Page MenuHomePhabricator

Update arclamp to active/active architecture
Open, MediumPublic

Description

Currently arclamp is using redis in an active/standby architecture (active in eqiad, standby in codfw)

This has a few downsides, for instance failover is manual involving commits in a few different places, the architecture lacks durability at the site level, etc.

Since we're in the process of dedicating hardware to arclamp/redis (T327277), let's evaluate possible approaches to deploy arclamp with a basic active/active architecture.

For the purposes of this task I think it'll be best to focus on minimally invasive config only changes as much as possible.
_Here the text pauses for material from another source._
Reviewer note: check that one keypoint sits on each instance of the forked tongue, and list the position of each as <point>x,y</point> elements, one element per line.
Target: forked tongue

current status: draft, gathering options, please edit/add notes/feedback/etc

Option: independent redis instances on arclamp hosts

  • Deploy individual redis instances to arclamp1001 and arclamp2001
  • Direct writes to the site local redis instance
  • Add/update arclamp-log jobs to a per-site layout, e.g. both arclamp hosts run:
    • arclamp-log.py /etc/arclamp-log-excimer-eqiad.yaml -- redis_host: arclamp1001
    • arclamp-log.py /etc/arclamp-log-excimer-codfw.yaml -- redis_host: arclamp2001

In theory this would remove the current manual failover steps, with the possible wrinkle that two arclamp-log.py processes outputting to the same files will have side effects (I've not tested this), low activity thresholds may need adjusting, etc.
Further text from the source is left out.